Sheldon, known as the Delta Guru, said kite boarding is an easy transition for most water sports enthusiasts.

kite_020822.jpg
Bruce "Sheldon" Spradley takes a flying leap with the aid of a kite as he boards along the Delta. (Jennifer Matthews-Howell/News-Sentinel)

"Wake boarders are suited for the smoothest transition in water sports," Spradley said. "The feel and control of the kite is like a wakeboard with the kite replacing the boat in the role of a dragger."

Kite boarding got its start in the mid 1980s with Cory Roesler, of Oregon, who developed a kite ski system used with water skis. Also during that time, brothers Dominique and Bruno Legaignoux, of France, were developing a fly-surfing system now known as the Wipika system.

Kite surfing entered the modern era about five years ago when Laird Hamilton gained national recognition on Hawaii's surf dominated North Shore.

The images of Hamilton floating airborne while attached to a kite instantly caught the imagination of the water-sport community, Spradley said.

Spradley opened Sheldon Sails in 1978, offering instructional classes on wind surfing.
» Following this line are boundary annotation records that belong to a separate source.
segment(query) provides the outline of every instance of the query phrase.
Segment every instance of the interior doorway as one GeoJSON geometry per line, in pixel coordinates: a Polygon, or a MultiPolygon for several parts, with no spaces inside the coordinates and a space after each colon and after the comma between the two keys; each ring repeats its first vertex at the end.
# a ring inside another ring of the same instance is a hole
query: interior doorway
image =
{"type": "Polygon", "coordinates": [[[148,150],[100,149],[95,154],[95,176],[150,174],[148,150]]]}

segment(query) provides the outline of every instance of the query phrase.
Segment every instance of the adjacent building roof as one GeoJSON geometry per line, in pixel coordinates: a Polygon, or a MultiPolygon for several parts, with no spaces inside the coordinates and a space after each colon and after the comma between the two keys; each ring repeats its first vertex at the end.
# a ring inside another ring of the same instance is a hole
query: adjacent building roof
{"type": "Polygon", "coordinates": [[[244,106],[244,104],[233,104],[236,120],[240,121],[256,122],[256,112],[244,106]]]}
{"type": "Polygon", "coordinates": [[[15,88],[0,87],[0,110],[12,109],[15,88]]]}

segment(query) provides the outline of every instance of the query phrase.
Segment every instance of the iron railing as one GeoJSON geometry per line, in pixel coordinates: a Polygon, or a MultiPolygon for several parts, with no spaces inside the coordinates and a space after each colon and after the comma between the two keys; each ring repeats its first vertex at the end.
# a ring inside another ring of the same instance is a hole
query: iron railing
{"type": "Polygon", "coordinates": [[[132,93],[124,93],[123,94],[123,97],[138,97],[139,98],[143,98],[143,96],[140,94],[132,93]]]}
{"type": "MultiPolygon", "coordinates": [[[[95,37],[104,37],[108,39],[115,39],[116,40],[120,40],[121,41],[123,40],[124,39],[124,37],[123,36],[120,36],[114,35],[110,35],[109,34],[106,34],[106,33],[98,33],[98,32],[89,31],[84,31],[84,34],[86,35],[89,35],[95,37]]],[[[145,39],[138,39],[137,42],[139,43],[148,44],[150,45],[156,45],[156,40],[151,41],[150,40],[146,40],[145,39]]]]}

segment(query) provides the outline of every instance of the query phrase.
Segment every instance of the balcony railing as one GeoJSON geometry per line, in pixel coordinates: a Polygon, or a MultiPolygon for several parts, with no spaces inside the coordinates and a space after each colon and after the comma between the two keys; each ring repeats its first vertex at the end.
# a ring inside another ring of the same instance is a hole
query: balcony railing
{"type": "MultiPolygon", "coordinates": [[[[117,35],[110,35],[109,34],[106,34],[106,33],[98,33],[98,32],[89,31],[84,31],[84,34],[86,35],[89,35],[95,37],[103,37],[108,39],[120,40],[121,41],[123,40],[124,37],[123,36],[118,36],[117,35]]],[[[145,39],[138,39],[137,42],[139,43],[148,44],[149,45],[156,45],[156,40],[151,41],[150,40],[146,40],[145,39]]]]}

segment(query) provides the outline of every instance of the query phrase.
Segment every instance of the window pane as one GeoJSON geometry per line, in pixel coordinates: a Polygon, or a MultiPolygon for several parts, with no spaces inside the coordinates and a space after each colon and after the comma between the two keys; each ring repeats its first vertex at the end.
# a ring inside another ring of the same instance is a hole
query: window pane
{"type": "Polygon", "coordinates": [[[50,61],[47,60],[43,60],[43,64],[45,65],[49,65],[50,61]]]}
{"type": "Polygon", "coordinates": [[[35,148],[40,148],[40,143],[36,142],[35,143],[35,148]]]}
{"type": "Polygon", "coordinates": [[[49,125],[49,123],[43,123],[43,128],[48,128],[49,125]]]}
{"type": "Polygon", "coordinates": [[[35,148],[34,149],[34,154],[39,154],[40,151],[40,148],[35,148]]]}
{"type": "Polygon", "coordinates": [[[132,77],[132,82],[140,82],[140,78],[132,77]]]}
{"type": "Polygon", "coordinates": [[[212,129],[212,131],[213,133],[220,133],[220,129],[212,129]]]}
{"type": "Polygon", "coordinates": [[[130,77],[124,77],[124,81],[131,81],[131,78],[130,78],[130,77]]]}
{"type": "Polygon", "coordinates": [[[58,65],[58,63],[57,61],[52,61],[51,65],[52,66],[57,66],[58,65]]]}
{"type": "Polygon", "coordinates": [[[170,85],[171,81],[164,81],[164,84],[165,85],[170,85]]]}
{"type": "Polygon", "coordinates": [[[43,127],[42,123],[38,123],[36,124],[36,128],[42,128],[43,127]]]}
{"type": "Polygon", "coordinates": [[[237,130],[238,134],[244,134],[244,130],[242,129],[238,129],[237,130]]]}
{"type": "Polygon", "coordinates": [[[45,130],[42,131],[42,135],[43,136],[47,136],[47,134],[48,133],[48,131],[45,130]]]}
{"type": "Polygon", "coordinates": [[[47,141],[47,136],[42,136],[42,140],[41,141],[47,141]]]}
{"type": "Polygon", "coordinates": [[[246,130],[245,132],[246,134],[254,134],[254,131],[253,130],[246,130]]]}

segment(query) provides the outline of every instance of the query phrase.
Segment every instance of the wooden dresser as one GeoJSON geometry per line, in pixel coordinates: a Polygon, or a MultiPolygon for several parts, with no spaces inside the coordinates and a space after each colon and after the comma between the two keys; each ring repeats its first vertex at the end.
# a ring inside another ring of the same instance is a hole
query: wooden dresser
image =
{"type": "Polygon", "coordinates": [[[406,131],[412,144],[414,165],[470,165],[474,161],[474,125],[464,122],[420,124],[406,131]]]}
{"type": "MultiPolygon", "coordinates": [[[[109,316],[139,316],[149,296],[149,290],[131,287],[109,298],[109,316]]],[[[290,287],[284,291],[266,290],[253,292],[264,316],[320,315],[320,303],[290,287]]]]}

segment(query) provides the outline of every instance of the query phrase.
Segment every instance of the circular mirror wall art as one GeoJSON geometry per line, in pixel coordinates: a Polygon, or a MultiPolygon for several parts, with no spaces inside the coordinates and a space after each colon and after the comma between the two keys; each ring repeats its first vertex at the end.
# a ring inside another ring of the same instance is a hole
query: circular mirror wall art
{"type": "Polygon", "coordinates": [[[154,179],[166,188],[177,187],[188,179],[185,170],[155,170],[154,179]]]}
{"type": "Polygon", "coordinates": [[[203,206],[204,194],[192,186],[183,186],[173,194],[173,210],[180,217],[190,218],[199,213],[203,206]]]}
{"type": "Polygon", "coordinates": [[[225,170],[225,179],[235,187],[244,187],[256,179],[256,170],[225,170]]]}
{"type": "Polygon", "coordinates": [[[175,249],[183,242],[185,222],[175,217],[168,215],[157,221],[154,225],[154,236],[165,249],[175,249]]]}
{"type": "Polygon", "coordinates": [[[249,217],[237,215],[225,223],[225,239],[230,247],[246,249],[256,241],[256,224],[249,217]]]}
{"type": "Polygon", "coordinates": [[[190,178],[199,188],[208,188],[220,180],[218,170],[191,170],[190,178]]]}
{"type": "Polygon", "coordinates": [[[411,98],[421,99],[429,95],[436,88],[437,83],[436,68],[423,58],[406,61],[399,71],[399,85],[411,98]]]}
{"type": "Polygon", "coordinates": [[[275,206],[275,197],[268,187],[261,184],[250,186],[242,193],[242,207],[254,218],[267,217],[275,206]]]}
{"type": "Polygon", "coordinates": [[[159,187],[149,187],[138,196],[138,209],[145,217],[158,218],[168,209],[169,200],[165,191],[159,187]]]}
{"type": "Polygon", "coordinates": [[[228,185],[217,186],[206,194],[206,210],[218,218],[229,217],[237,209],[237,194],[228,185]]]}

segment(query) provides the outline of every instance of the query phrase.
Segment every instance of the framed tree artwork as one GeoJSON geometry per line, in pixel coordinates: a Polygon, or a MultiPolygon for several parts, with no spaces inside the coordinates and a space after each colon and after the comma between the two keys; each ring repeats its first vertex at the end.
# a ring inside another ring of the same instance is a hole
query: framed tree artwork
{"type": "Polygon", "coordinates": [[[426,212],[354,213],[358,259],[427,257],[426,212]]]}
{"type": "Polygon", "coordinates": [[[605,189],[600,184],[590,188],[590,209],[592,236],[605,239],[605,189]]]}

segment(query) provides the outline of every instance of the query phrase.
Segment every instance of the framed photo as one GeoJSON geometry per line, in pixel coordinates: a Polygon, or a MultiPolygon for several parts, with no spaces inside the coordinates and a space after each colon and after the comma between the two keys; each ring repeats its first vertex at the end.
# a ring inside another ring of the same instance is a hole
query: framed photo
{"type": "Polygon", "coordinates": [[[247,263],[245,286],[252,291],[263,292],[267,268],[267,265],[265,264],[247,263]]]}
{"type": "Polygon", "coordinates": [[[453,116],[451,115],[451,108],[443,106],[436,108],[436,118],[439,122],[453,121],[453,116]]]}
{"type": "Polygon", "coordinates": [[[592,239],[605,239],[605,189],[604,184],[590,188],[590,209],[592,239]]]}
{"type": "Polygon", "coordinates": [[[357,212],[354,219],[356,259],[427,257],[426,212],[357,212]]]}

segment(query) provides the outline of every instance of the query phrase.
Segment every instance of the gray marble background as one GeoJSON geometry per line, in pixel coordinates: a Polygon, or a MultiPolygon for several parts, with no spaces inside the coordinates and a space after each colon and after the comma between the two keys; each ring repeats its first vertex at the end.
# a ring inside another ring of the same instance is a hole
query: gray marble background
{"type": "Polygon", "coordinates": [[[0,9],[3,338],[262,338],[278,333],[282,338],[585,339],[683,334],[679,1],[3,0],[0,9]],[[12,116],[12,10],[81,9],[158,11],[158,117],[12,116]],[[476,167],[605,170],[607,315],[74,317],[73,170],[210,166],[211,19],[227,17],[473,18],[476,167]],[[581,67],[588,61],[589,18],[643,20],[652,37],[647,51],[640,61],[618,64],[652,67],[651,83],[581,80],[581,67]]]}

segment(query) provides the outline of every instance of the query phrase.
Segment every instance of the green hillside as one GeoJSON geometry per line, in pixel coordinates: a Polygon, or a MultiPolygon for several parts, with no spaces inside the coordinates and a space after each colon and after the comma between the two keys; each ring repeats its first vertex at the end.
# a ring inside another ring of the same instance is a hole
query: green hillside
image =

With more than 25 years of wind surfing under his belt, Spradley said kite surfing dominates his business.

Spradley, entering his seventh kite boarding season, offers lessons for beginners, intermediate and advanced kite surfers. Three lessons are offered.

The first class lasts two hours and costs $130. It teaches you how to fly a model kite. Once the course is completed, you put on a special lifejacket equipped with a waterproof two-way radio.

While Spradley offers an experienced voice on the other end of the radio, you embark on the "body drag" - being pulled lying stomach down while attached to the kite - on your first trip down the river.

During that time, Sheldon also talks you through a number of drills that teach control of the kite.

Lesson two begins with a quick overview of the fundamentals for $65 and lasts an hour. The second lesson is where you put your skills to the test on the board being pulled by the kite.

Your body gets a good workout on the water, Spradley said.

"Expect to be extremely exhausted afterwards," he said.

Sheldon Sails also offers advanced lessons which cover all the aspects of kite surfing and will help you embark into the advanced aspects of the sport.

Appointments are available by calling (707)-374-3053 or stopping by 154 N. Front St. in Rio Vista.

However, before jumping into the sport, make sure you are ready for rigorous and physical activity, Sheldon said.

"It isn't a sport for the faint-hearted," he said. "You also have to be extremely comfortable in the water."

The kites are constructed of nylon and resemble a parafoil shape. The kites come in an assortment of sizes, ranging from three square meters to 22 square meters.

While still learning the basics, beginners should travel downwind to master their skills before going upwind.

"It's a great sport because you can always learn something new no matter how long you've been doing it," Spradley said.